“To know, is to know that you know nothing. That is the meaning of true knowledge.”
Socrates
The realization that you don’t know much as you think you do is a humbling and important experience.
There’s a great line by Richard Williams, Director of Animation for Who Framed Roger Rabbit that encapsulates this feeling perfectly. He was finishing up his first animated film, The Little Island, and around that time Disney’s Bambi came out in theaters. “… I saw Bambi again and almost crawled out of the theatre on my hands and knees. ‘How did they ever do that?’ I’d learned just enough to realize that I really didn’t know anything!”

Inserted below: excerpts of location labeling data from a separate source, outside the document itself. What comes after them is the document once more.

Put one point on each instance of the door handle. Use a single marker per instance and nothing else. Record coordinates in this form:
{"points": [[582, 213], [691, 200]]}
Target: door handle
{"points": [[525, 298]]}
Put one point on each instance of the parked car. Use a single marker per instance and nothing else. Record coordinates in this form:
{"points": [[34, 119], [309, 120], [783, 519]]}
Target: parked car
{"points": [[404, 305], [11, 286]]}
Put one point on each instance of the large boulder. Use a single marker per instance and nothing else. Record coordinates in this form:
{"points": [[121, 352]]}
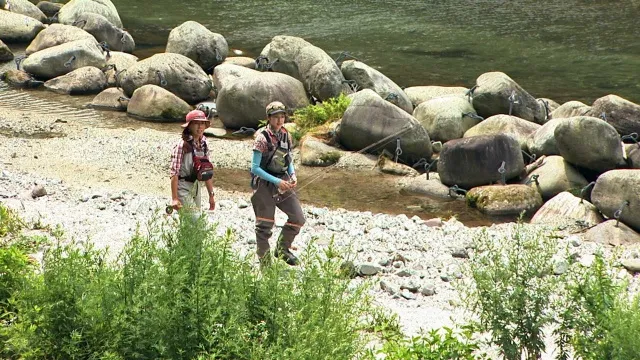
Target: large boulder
{"points": [[174, 72], [56, 34], [110, 99], [241, 103], [543, 141], [446, 118], [105, 32], [371, 120], [62, 59], [571, 109], [504, 200], [199, 44], [118, 62], [82, 81], [151, 102], [555, 176], [491, 97], [17, 27], [71, 11], [367, 77], [567, 209], [24, 7], [296, 57], [520, 129], [589, 142], [476, 161], [420, 94], [621, 113], [5, 52], [224, 74], [617, 191]]}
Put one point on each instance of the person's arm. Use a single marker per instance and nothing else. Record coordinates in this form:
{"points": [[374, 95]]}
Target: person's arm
{"points": [[258, 171]]}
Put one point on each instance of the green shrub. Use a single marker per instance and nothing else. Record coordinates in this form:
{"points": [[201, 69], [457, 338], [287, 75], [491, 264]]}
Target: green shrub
{"points": [[182, 292], [511, 289]]}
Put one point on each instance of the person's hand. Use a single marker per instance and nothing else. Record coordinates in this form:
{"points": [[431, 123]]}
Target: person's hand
{"points": [[176, 204], [212, 202]]}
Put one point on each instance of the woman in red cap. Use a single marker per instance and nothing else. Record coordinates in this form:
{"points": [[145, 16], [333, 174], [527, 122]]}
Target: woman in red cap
{"points": [[190, 165]]}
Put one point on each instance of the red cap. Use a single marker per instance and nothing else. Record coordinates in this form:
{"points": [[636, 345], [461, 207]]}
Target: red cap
{"points": [[195, 115]]}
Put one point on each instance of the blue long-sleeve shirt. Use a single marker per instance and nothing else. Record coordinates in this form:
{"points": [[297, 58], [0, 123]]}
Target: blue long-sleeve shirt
{"points": [[261, 173]]}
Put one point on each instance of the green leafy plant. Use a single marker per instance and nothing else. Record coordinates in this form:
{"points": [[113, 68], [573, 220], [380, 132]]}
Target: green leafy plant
{"points": [[511, 285]]}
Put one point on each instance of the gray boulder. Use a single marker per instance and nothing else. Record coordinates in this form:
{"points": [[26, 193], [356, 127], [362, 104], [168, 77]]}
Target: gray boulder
{"points": [[5, 52], [82, 81], [617, 190], [369, 119], [420, 94], [62, 59], [556, 176], [491, 97], [224, 74], [56, 34], [612, 233], [446, 118], [504, 200], [26, 8], [243, 61], [367, 77], [621, 113], [571, 109], [314, 152], [241, 103], [151, 102], [543, 141], [199, 44], [17, 27], [520, 129], [589, 142], [567, 209], [105, 32], [117, 62], [110, 99], [174, 72], [49, 8], [296, 57], [72, 10], [477, 160]]}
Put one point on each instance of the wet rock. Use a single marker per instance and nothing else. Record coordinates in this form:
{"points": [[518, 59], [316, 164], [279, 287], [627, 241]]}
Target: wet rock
{"points": [[617, 190], [83, 81], [155, 103], [475, 161], [621, 113], [420, 94], [504, 200], [111, 99], [567, 209], [491, 97], [74, 9], [307, 63], [17, 27], [612, 233], [199, 44], [367, 77], [56, 34], [589, 142], [446, 118], [64, 58], [370, 119], [520, 129], [555, 176], [241, 103], [173, 72]]}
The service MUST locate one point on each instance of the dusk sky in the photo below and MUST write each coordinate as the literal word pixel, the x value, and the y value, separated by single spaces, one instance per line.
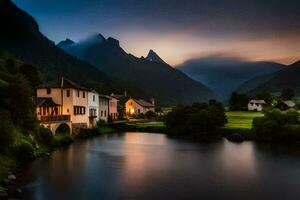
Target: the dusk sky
pixel 179 30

You have to be a little naive and arrogant in the beginning when you are just starting out on a new venture (be it a business, project, prototyping an idea, learning a new skill, etc). Otherwise, you’ll know too much to start and overwhelm yourself.
Knowing what you know now, would you have started if you knew how hard it would be to get where you are?
You have to be naive and inexperienced enough to try new things.
Zen Buddhists describe this is having a beginner’s mind. A beginner’s mind is open and ready to learn.
Eventually, you learn a thing or two about your craft. You start making things, designing things, selling things, and get good enough to move things forward. Product sales role in. Your design clients like your work. Your art gets praise. Your song gets applause.
But then you see a professional at work. You see someone who does what you do, but a hundred times better. Heck, you didn’t even realize your guitar could do that. For example, take one look at some of the designs on Dribbble and you’ll realize your designs are garbage designs. “Are they using the same app I’m using?? How do they even make colors and shapes look like that??” The same is true for any skill, venture, or activity. And you realize that—
There’s a lot of incredible creatives and entrepreneurs out there.
It’s painful when you realize you aren’t as good as you want to be.
(It’s also painful when you see someone doing things worse than you are, but they are getting all the praise and attention—Topic for another day.)
But this is a great place to be in. This is another one of those pesky turning points that separate those that succeed and fail. You could stop. You could let someone’s brilliant work make you feel down about yourself and lead you to quit. Or—
You can let it lift you up and inspire you to do better.
Knowing that there’s a lot you don’t know is a great mindset to be in. You’ll learn must faster and more effectively. Humility leads to growth. Once you get past the initial ego-sting of realizing you aren’t the best, you can use the brilliance of others as an experience to seek out advice and to get better.